Main Street rivals South Dakota's sprawling Wall Drug Store dispensing all manner of kitschy souvenirs--t-shirts, license plates, coffee mugs, paperweights, frig magnets, posters and more. Not all are specific to the show. There are Elvis souvenirs and fudge and scented candles and signs such as "Bless My Home" that tourists are always suckers for. There are almost as many souvenirs related to Griffith's deputy Barney Fife, "Bloodhound of the Law" as one t-shirt reads, as to Griffith. There are signs for Fife Home Security, Barney Fife Avenue and a whole platoon of t-shirts. One can dine on Barney Burgers at Barney's Cafe or get a haircut at Floyd's Barber Shop or satisfy one's sweet tooth at Opie's Candy Store or chow down at Aunt Bee's Barbecue or get a tour of the town in one of Wally's Service Station Squad Cars.

The most popular place to eat is The Snappy Lunch, home of the famous pork chop sandwich. The restaurant opened in 1923 with nickel bologna sandwiches and ten cent hot dogs. It was Griffith's favorite place to dine and is the only local business specifically mentioned in the show. Its walls are lined with photos from the show. It is open from six a.m. to 1:45 p.m. Its two rooms of booths were packed. One of its features is free refills on all drinks.

Mayberry Days in September gives full celebration to the show with a parade and special events. One of the highlights is always the Barney Fife look-a-like contest.
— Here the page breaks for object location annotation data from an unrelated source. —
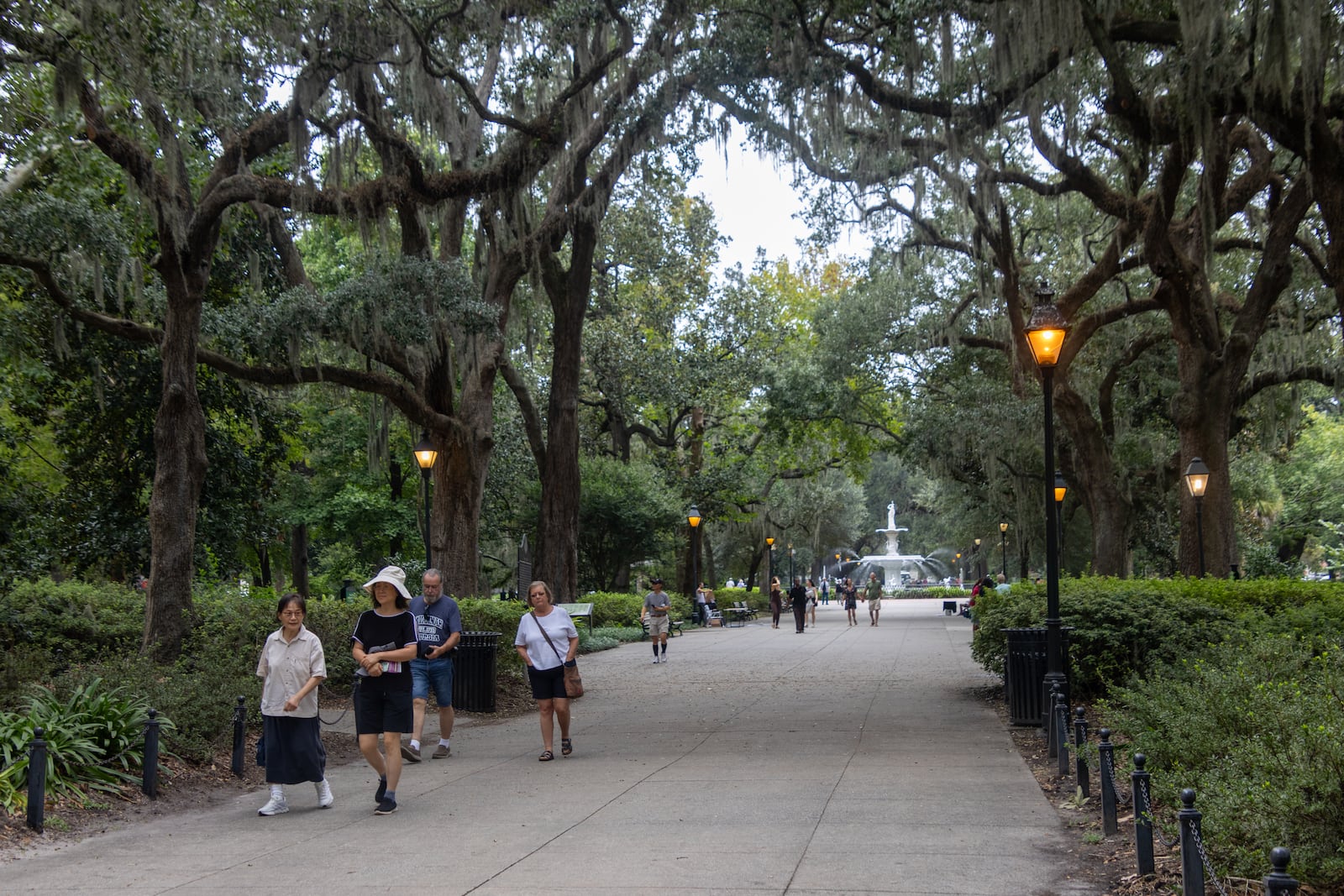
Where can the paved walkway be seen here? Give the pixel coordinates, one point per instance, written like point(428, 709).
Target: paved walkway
point(757, 761)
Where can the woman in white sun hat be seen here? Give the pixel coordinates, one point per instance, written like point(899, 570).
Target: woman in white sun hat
point(383, 647)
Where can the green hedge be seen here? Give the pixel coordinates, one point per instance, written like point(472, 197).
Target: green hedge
point(60, 637)
point(1126, 627)
point(1257, 728)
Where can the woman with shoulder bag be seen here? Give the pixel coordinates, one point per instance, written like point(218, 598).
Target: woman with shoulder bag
point(538, 642)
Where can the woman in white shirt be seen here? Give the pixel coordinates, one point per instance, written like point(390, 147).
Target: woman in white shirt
point(292, 665)
point(541, 636)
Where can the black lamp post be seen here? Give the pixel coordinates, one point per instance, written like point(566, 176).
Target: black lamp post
point(1003, 533)
point(1061, 490)
point(425, 457)
point(694, 519)
point(1196, 477)
point(1046, 338)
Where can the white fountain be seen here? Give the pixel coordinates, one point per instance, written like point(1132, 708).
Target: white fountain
point(894, 564)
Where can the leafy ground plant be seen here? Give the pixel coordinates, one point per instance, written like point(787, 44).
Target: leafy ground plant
point(94, 741)
point(1257, 728)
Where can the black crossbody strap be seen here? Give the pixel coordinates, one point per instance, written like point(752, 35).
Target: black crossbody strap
point(548, 637)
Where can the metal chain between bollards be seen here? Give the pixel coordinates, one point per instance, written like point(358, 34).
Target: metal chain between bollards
point(1152, 821)
point(1109, 770)
point(1209, 866)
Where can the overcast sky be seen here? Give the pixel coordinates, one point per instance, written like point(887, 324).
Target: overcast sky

While in Mayberry one can also visit the world's largest open face granite quarry and hike up Pilot Mountain, a huge nipple in the sky. There are also pumpkin and wine and autumn leaf festivals attempting to draw visitors. As I strolled the town's streets, locals repeatedly greeted me with a "Welcome to Mount Airy," maintaining its image. But it wasn't too much friendlier than most of the towns I've passed through in this southern sojourn.